The most gratifying thing for Hartfield and his assistants is watching the players use their program as a catalyst to move on to college or, certainly in Gray’s circumstance, the professional ranks. “We try to make sure that all of our guys that have worked hard enough and have gotten good enough to play at the college level, that they get that opportunity,” he said.

As a top prospect in this year’s MLB June Amateur Draft – PG ranks him No. 24 overall (college, juco, high school), meaning a first-round pick – Gray knows there will be hundreds of eyes on him this spring, watching his every move. Jordan, the No. 240 overall draft prospect, will be studied intently, as well.

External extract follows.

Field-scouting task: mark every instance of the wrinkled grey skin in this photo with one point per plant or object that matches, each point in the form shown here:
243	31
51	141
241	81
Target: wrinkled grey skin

Gray is also a smart guy with personality-plus and knows that if he takes care of business on and off the field, the draft will take care of itself. He won’t put any added pressure on himself because if he plays well and his teammates play well enough beside him to win a state championship, everyone will take notice. It’s all about enjoying the game while trusting himself and his teammates.

“A senior year for a (top prospect) player, there’s a lot that comes with it,” Gray said. “I really ready to get this senior year going and try to win the state championship here at Hattiesburg before I leave.”

“Obviously, for a kid in my position, the draft is going to be somewhere in your mind,” he concluded. “But at the end of the day it’s really about realizing your priorities and my priority this year is going to be to get a state championship ring on my finger.”